Friendly suit

In the United States, a friendly suit is most often used when two parties desire or require judicial recognition of a settlement agreement, and so one sues the other despite the lack of conflict between them.[1]

The law condones this practice because there are several benefits to settling a lawsuit as opposed to settling a claim outside of a lawsuit. First, if one of the parties to the claim is a minor, they usually cannot settle the claim without the appointment of a guardian ad litem to review and accept the settlement. Once the suit is filed, and the settlement is reviewed by the ad litem who considers the best interest of the child, after which the parties can then file a joint motion for the court to render judgment, which would then be binding on all parties regardless of their minority.

When there is a judgment, the parties also gain the defense of res judicata if sued again on the same topic.
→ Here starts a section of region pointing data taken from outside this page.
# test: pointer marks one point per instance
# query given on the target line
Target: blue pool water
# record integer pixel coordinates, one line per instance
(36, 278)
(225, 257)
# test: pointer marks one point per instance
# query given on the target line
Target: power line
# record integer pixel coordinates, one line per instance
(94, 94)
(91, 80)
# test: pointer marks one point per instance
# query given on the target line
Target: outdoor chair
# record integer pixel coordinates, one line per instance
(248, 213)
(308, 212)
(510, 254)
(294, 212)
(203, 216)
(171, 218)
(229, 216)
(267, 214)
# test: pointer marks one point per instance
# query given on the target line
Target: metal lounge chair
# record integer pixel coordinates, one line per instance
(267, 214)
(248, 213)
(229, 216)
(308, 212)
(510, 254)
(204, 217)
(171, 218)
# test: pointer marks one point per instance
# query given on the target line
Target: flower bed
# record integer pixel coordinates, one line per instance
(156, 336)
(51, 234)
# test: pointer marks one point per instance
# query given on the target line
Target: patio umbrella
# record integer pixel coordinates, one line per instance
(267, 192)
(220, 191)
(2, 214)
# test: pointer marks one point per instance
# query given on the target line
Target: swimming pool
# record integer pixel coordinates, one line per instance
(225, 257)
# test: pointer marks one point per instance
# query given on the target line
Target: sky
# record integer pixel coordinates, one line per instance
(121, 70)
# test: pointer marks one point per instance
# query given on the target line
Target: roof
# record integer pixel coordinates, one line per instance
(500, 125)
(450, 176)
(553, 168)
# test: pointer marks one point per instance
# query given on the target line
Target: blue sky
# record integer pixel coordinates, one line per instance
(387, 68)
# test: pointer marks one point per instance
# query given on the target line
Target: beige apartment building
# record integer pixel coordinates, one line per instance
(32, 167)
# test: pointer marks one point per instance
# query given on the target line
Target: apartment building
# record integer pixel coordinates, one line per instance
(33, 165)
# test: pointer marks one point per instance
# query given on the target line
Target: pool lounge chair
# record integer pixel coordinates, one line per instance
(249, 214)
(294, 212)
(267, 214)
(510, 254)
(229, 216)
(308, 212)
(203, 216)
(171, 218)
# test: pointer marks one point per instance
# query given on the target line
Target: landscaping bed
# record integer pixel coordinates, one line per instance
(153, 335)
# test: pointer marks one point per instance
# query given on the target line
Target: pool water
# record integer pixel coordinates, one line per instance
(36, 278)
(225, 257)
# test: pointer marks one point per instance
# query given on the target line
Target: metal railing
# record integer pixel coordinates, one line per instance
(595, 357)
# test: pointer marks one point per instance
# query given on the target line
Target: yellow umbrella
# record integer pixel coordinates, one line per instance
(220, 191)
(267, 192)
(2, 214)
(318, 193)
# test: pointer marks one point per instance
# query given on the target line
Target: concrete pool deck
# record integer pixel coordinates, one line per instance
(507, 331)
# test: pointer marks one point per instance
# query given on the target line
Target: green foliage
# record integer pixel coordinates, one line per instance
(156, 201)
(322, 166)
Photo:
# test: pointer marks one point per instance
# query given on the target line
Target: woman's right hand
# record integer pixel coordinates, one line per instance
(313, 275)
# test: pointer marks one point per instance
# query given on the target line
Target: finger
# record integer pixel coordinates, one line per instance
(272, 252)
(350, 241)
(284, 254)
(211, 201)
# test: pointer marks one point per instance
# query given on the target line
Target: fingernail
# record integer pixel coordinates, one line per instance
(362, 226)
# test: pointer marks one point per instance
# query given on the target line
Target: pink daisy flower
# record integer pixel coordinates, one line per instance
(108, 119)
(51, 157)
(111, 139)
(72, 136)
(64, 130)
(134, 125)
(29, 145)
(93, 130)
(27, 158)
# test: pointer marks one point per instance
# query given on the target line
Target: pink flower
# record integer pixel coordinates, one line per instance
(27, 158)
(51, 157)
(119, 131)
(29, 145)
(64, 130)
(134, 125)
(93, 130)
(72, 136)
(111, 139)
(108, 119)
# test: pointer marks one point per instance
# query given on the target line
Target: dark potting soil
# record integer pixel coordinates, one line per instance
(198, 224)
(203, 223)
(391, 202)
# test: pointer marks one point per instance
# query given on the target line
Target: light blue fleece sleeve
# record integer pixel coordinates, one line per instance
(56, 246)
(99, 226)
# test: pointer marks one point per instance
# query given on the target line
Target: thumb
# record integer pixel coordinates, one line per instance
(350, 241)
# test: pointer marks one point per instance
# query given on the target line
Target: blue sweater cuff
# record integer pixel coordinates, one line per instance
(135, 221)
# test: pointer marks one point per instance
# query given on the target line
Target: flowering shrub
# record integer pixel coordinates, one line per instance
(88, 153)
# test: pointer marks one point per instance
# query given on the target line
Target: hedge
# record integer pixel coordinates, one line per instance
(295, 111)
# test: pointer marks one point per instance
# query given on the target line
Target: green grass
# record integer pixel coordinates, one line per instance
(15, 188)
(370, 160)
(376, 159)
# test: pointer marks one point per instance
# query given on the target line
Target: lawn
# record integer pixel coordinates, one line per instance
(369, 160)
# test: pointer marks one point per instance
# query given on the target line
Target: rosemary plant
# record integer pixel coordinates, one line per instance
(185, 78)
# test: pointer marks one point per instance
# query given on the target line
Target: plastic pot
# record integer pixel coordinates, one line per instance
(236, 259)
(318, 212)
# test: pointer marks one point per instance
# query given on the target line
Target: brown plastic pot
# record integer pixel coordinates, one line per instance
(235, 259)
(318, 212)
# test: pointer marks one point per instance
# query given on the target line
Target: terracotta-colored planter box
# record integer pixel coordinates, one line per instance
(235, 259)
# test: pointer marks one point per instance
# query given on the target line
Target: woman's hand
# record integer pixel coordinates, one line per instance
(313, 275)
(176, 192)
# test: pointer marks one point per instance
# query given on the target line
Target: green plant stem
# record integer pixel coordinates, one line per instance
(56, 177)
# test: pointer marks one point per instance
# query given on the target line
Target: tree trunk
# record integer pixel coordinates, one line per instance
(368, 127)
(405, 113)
Friendly suits are generally prohibited in the Article III courts of the United States. As in United States v. Johnson, 319 U.S. 302 (1943). In practice, however, friendly suits are rarely explicitly described as such, and they could easily slip into the judicial system through some casual omissions.

References

  1. Rapalje and Lawrence; Stewart Rapalje; Robert Linn Lawrence (1888). A Dictionary of American and English law: with definitions of the technical terms of the canon and civil laws. Also, containing a full collection of Latin Maxims, and citations of upwards of forty thousand reported cases in which words and phrases have been judicially defined or contrued, Volume 1. New York Public Library: Frederick D. Linn & Co. p. 553.